Plus de 1.76 millions d'électeurs partageant "les valeurs républicaines de la droite et du centre" ont voté pour Fillon, alors que l'ancien Premier ministre Alain Juppé est arrivé en deuxième position avec 28.6%, selon les données disponibles sur le site de l'instance.
Ces résultats concernent 9551 bureaux dépouillés (sur 10 229) et à un nombre total de votants avoisinant les 4 millions, d'après la même source, alors que les données et résultats définitifs seront annoncés plus tard dans la journée, d'après des médias français.

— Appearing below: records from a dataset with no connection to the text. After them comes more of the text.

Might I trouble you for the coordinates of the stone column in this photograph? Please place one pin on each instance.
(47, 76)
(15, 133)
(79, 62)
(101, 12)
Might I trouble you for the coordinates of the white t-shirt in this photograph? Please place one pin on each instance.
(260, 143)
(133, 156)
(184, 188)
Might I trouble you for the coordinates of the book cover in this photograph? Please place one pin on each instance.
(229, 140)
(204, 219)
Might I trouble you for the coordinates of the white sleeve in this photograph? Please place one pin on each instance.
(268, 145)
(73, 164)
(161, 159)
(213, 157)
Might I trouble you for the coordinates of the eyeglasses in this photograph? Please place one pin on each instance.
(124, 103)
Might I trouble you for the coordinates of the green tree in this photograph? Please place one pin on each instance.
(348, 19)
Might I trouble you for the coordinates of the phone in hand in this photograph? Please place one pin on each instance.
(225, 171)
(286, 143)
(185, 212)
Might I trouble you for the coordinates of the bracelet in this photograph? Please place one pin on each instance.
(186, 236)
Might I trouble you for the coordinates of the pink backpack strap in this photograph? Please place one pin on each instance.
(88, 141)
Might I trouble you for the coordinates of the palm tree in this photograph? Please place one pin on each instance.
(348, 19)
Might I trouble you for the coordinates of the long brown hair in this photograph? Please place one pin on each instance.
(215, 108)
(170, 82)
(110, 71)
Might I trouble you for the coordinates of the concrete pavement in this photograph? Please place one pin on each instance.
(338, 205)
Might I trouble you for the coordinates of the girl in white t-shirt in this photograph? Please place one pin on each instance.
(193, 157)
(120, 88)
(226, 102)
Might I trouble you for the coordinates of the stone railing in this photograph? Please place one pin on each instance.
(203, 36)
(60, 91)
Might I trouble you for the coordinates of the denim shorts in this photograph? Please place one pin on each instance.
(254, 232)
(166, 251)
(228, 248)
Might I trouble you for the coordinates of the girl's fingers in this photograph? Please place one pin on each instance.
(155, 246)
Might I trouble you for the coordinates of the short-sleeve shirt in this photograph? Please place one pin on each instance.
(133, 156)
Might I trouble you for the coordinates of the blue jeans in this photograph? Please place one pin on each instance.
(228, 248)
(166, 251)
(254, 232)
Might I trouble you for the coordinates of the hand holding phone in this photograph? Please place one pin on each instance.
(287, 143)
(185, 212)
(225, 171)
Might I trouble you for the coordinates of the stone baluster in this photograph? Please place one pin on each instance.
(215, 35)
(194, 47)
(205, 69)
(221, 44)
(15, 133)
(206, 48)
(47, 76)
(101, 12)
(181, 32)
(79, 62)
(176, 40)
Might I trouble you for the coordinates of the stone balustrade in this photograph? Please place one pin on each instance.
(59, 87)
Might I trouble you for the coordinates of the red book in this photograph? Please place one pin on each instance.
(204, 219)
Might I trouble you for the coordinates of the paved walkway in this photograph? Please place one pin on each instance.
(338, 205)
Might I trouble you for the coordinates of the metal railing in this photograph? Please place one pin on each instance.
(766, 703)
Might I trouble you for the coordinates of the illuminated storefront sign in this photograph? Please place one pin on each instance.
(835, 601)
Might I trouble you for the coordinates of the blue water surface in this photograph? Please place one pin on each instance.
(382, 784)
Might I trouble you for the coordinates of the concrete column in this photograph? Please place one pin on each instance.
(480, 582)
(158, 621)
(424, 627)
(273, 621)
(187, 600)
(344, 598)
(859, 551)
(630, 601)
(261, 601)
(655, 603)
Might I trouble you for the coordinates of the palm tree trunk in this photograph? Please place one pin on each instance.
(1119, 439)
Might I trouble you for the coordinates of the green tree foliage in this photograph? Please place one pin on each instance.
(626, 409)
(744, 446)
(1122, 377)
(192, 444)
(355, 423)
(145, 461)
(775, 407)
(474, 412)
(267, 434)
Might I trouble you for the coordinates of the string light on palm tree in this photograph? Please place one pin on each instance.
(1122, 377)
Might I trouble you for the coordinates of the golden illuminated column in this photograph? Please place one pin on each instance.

L'ancien président de la République Nicolas Sarkozy, qui figurait parmi les grands favoris du scrutin, a reconnu dimanche soir sa défaite après un score avoisinant les 20% le plaçant en troisième position.
"Je ne suis pas parvenu à convaincre une majorité d'électeurs. Je respecte et je comprends la volonté de ces derniers de choisir, pour l'avenir, d'autres responsables politiques que moi", a reconnu Sarkozy devant ses sympathisants, dimanche soir, en évoquant son retrait de la vie publique.
L'ancien chef d'Etat a également affiché ses intentions de vote au second tour de la primaire qui se tiendra dimanche prochain et opposera Fillon à Juppé, les cinq autres candidats étant désormais éliminés. "J'ai beaucoup d'estime pour Alain Juppé, mais les choix politiques de François Fillon me sont plus proches (...) François Fillon me paraît avoir le mieux compris les défis qui se posent à la France. Je voterai pour lui au second tour", a-t-il ajouté, sans donner d'instruction de vote pour le second round de la primaire.
"Les électeurs qui m'ont fait confiance sont naturellement libres de leur décision. Je leur demanderai, cependant, de ne jamais emprunter la voie des extrêmes. La France mérite tellement mieux que le choix du pire", a conclu Sarkozy en allusion à la présidentielle de 2017 qui verra concourir, notamment, la candidate du Front national (FN-extrême droite), Marine Le Pen.
La présidentielle du printemps 2017 a reçu, jusqu'à lundi, la candidature officielle de 23 personnalités, alors que le président de la République, François Hollande, devrait annoncer sa décision pour ce scrutin vers la mi-décembre.